看到blkdev_get调用的是__blkdev_get,所以我们两个函数一块贴出来了.

很显然,真正需要看的却是do_open,来自同一个文件.

   1103 /*

   1104  * bd_mutex locking:

   1105  *

   1106  *  mutex_lock(part->bd_mutex)

   1107  *    mutex_lock_nested(whole->bd_mutex, 1)

   1108  */

   1109

   1110 static int do_open(struct block_device *bdev, struct file *file, int for_part)

   1111 {

   1112         struct module *owner = NULL;

   1113         struct gendisk *disk;

   1114         int ret = -ENXIO;

   1115         int part;

   1116

   1117         file->f_mapping = bdev->bd_inode->i_mapping;

   1118         lock_kernel();

   1119         disk = get_gendisk(bdev->bd_dev, &part);

   1120         if (!disk) {

   1121                 unlock_kernel();

   1122                 bdput(bdev);

   1123                 return ret;

   1124         }

   1125         owner = disk->fops->owner;

   1126

   1127         mutex_lock_nested(&bdev->bd_mutex, for_part);

   1128         if (!bdev->bd_openers) {

   1129                 bdev->bd_disk = disk;

   1130                 bdev->bd_contains = bdev;

   1131                 if (!part) {

   1132                         struct backing_dev_info *bdi;

   1133                         if (disk->fops->open) {

   1134                                 ret = disk->fops->open(bdev->bd_inode, file);

   1135                                 if (ret)

   1136                                         goto out_first;

   1137                         }

   1138                         if (!bdev->bd_openers) {

   1139                                 bd_set_size(bdev,(loff_t)get_capacity(disk)<<9);

   1140                                 bdi = blk_get_backing_dev_info(bdev);

   1141                                 if (bdi == NULL)

   1142                                         bdi = &default_backing_dev_info;

   1143                                 bdev->bd_inode->i_data.backing_dev_info = bdi;

   1144                         }

   1145                         if (bdev->bd_invalidated)

   1146                                 rescan_partitions(disk, bdev);

   1147                 } else {

   1148                         struct hd_struct *p;

   1149                         struct block_device *whole;

   1150                         whole = bdget_disk(disk, 0);

   1151                         ret = -ENOMEM;

   1152                         if (!whole)
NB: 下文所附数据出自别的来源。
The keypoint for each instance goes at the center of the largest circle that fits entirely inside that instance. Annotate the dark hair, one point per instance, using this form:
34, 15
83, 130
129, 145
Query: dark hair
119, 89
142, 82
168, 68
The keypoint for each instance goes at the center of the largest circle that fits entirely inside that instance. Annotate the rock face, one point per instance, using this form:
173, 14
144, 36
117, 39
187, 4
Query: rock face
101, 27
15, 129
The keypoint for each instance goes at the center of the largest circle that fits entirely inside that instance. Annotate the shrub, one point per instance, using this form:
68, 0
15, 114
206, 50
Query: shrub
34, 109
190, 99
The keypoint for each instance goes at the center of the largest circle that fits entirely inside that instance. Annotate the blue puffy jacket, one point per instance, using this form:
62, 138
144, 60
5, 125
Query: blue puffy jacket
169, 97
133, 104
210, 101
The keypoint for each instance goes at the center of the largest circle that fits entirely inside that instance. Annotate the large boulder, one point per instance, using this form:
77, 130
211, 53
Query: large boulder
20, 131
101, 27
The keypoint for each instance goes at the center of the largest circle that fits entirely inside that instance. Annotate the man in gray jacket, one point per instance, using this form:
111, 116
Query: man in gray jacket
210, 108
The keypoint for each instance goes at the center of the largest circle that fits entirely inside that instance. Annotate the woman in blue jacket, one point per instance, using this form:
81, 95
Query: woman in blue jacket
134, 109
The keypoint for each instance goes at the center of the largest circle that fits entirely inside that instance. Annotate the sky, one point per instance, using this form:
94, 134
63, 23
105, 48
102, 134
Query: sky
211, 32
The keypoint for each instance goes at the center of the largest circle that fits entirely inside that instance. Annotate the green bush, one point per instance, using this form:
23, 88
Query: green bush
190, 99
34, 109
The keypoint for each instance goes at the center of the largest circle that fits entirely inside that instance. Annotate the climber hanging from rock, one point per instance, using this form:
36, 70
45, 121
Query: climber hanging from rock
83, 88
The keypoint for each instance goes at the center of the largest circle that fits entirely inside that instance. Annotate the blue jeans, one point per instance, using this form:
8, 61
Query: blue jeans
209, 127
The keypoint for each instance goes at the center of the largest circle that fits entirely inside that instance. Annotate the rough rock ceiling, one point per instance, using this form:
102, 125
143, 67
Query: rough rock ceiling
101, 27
   1153                                 goto out_first;

   1154                         BUG_ON(for_part);

   1155                         ret = __blkdev_get(whole, file->f_mode, file->f_flags, 1);

   1156                         if (ret)

   1157                                 goto out_first;

   1158                         bdev->bd_contains = whole;

   1159                         p = disk->part[part - 1];

   1160                         bdev->bd_inode->i_data.backing_dev_info =

   1161                            whole->bd_inode->i_data.backing_dev_info;

   1162                         if (!(disk->flags & GENHD_FL_UP) || !p || !p->nr_sects) {

   1163                                 ret = -ENXIO;

   1164                                 goto out_first;

   1165                         }

   1166                         kobject_get(&p->kobj);

   1167                         bdev->bd_part = p;

   1168                         bd_set_size(bdev, (loff_t) p->nr_sects << 9);

   1169                 }

   1170         } else {

   1171                 put_disk(disk);

   1172                 module_put(owner);

   1173                 if (bdev->bd_contains == bdev) {

   1174                         if (bdev->bd_disk->fops->open) {

   1175                                 ret = bdev->bd_disk->fops->open(bdev->bd_inode, file);

   1176                                 if (ret)

   1177                                         goto out;

   1178                         }

   1179                         if (bdev->bd_invalidated)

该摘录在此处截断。